To the editor:

Robert Lee’s Dec. 2 narrative about America’s founding years segues well into some considerations about the powerful global leadership we have assumed.

George F. Kennan spent over three decades as a diplomat in the U.S. Foreign Service. His 1946 observations, “The Sources of Soviet Conduct,” informed post-World War II American policy toward the USSR. While the Cold War resorted to battlefields at times, Kennan, nonetheless, supplied sound reasoning to contain Soviet communist expansion rather than pursue direct military confrontation.

Secretary of State George Marshall’s post-WWII recovery plan, conceived by Kennan and U.S. diplomatic officials, rebuilt the war-ravaged nations of western Europe. Costing us about $189 billion (current value), it also removed Soviet temptations to exploit them during much longer recoveries. We may never fully appreciate the return value of that investment.

A diplomatically experienced president, George H.W. Bush, and his capable Secretary of State, James Baker, kept international tensions at a minimum as the Soviet Union and its eastern European satellites broke up during 1989-91.
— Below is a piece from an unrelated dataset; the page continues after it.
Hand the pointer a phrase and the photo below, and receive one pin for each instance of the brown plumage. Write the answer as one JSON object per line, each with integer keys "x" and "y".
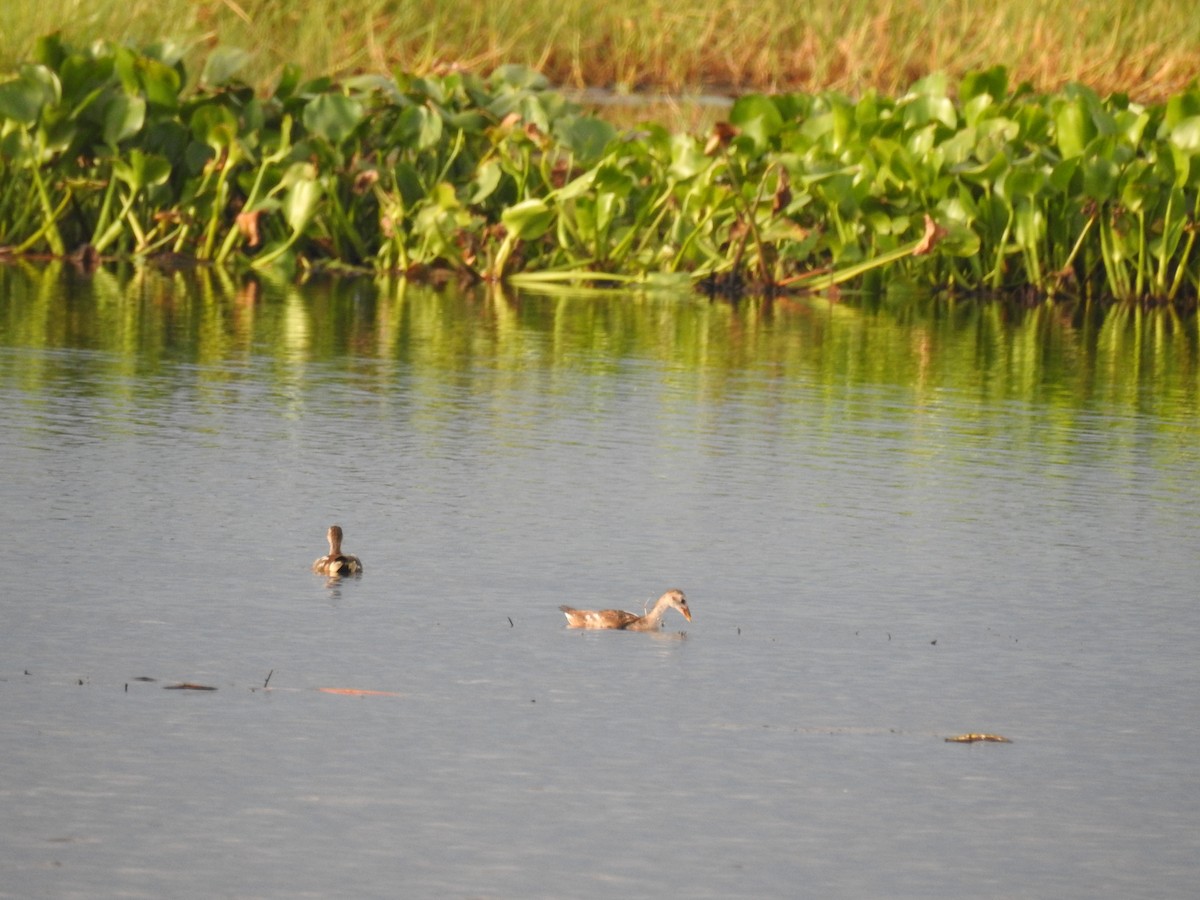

Those examples illustrate the U.S. State Department at its best. The public imagination, though, is more enthralled by military exploits than about foreign diplomatic service. A Navy SEAL team’s takedown of a major terrorist leader is much more riveting than snoozing through another diplomatic briefing by the secretary of state.

Our vaunted military services, though, are not intended as substitute diplomats. A capable State Department can keep our G.I.s out of harm’s way.

Americans can reasonably ask, therefore, why President Trump has proposed a 31 percent cut to our State Department’s budget. On a day when Kim Jong-un was testing an intercontinental missile, how did the president find time to disgrace an occasion purported to honor WWII Navajo code talkers, yet little to send an ambassador to South Korea?

Mr. Trump’s time, further, seems spent revisiting the discredited issue of Barack Obama’s birthplace, rather than addressing critical diplomatic postings to volatile regions of the globe. He would rather send cruise missiles to bomb Syria than an ambassador to improve diplomatic relations.

If the president is serious about America’s security, and yes, our overseas economic interests, he should encourage a healthy diplomatic corps, and grow less infatuated with generals and tweets.